Export Tax Rebate Upgrades Xiaoshan Textile And Garment Enterprises Rational View
Since August 1st this year, the export rebate rate of some textiles and garments has increased from 11% to 13%.
In the expectation of many textile and garment enterprises, the policy of "raising export rebates" was officially promulgated in August 1st.
The Ministry of Finance and the State Administration of Taxation jointly issued the notice on adjusting the export tax rebate rate for some textiles and garments, which stipulates that from August 1st this year, the export tax rebate rate of some textiles and garments increased from 11% to 13%.
Our textile and clothing exports account for more than 40% of the total export volume.
The export rebate rate of some textiles and garments increased by 2%, which has an impact on the textile and garment industry in our region.
Tax rebates are expected to increase by nearly 145 million yuan.
In the first half of this year, the total export value of our region was US $3 billion 330 million, and the new export tax rebate policy mainly consisted of two industries, textiles and clothing.
The export volume of textiles in the first half of this year was 890 million US dollars, an increase of 33.7%, and the export volume of clothing was 470 million US dollars, an increase of 20.19%.
"In the first half of the year, the export growth of the textile industry has reached 33.7%, of which 9.5 percentage points are the new products exported by the three enterprises such as Hengyi and Rongsheng in our district. The increase of the export price per unit, the exchange rate of the US dollar and the renminbi and other factors have led to the fact that the sales revenue of the textile and clothing enterprises in Renminbi denominated has virtually not increased.
For these enterprises, the economic benefits have been greatly reduced due to various factors such as raw materials, cost, exchange rate and tightening of money.
The export tax rebate policy for textile and garment industry is based on these reasons.
Foreign trade and Economic Cooperation Bureau official said.
According to the new policy, people from the foreign trade and Economic Cooperation Bureau expect to increase the tax rebate by nearly 145 million yuan from the end of August to the end of the year. The textile industry will eliminate the lace industry which is not included in the new tax rebate policy. The export volume from August to December is expected to be $770 million, which can increase the tax rebate by 90 million yuan. The export volume of the garment industry from August to 5 months is expected to be US $410 million, which can add 55 million yuan to the tax rebate.
2%, it is a drop in the bucket for an enterprise.
The adjustment of the national policy is undoubtedly a "timely relief" for textile and garment enterprises suffering from exchange rate, raw materials, labor costs rising, and export tax rebates.
However, some people in charge of our enterprises believe that the export tax rebate adjustment can not change the fate of the textile industry and clothing industry, and the export tax rebate rate of some textiles and clothing has increased by 2%, which is still a drop in the bucket for enterprises.
"This is the most difficult year for me to do garment export business for more than 20 years.
From 1 to June, export sales amounted to about 150 million yuan, export sales decreased by 16%, and profits decreased by 60%.
The export rebate rate of some textiles and clothing has increased from 11% to 13%, meaning the main purpose is to enhance the competitiveness of China's textile and clothing products in the international market, which has little impact on individual enterprises, Zhu Guan Cheng said.

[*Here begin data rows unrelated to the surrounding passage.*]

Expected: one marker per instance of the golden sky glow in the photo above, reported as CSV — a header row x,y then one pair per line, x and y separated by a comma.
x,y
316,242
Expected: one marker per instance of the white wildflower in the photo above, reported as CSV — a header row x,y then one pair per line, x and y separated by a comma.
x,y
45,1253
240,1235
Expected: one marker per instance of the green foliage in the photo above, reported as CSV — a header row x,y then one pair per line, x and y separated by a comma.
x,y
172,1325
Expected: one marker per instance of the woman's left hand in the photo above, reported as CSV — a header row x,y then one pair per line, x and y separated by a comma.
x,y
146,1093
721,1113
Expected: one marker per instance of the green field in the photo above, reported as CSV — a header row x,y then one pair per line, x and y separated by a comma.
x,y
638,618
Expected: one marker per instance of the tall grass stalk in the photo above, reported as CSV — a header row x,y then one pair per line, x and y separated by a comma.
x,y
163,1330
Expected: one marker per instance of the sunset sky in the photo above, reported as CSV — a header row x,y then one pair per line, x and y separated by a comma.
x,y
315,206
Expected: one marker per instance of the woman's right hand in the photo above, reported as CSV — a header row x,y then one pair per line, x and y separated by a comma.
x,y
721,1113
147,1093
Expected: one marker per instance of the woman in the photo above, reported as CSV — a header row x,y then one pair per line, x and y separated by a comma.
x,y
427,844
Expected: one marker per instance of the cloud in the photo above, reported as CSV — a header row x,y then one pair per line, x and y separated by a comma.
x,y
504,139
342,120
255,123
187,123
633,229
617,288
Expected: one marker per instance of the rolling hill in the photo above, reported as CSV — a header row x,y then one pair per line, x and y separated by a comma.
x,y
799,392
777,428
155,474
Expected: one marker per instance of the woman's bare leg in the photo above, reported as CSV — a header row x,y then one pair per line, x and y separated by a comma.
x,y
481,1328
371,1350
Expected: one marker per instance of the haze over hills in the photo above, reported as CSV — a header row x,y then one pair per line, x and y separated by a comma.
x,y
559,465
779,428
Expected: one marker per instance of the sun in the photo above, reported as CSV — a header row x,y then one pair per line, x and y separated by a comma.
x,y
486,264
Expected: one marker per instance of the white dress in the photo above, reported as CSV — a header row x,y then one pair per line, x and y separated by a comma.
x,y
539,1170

"On the one hand, the renminbi is still on the rise. On the other hand, after knowing the policy of China, foreign businessmen will also consider this point in the price negotiations. Finally, the new 2% export tax rebate rate will make little contribution to the profits of the enterprises."
Some textile enterprises believe that the pressure of RMB appreciation is far greater than that of export tax rebates, and orders will be more cautious in the second half of the year.
Industrial upgrading is the fundamental way out
Regarding how to cope with the development dilemma, the relevant people of the Xiaoshan foreign trade and Economic Cooperation Bureau believe that the textile and garment enterprises in the textile industry should pay more attention to brand building, strengthen independent innovation, speed up the upgrading and upgrading of the product structure, and increase the added value of products, such as drawing on the experience of foreign counterparts, designing and marketing, and gaining more profit margins, so as to cope with the severe market situation.
Facing the "great climate" of the textile and garment industry, some textile and garment enterprises in our region have intensified the pformation and upgrading of industries.
Since the beginning of this year, the company has compressed the main road products, such as the production of chemical wool like products, increased the production of denim fabrics, and developed green, ecological and environmental protection products.
The new production project of colored cotton and silk blended yarn has added new vitality to the industry competition.
It is reported that relevant departments in our district are studying supporting policies to help enterprises cope with the current economic difficulties.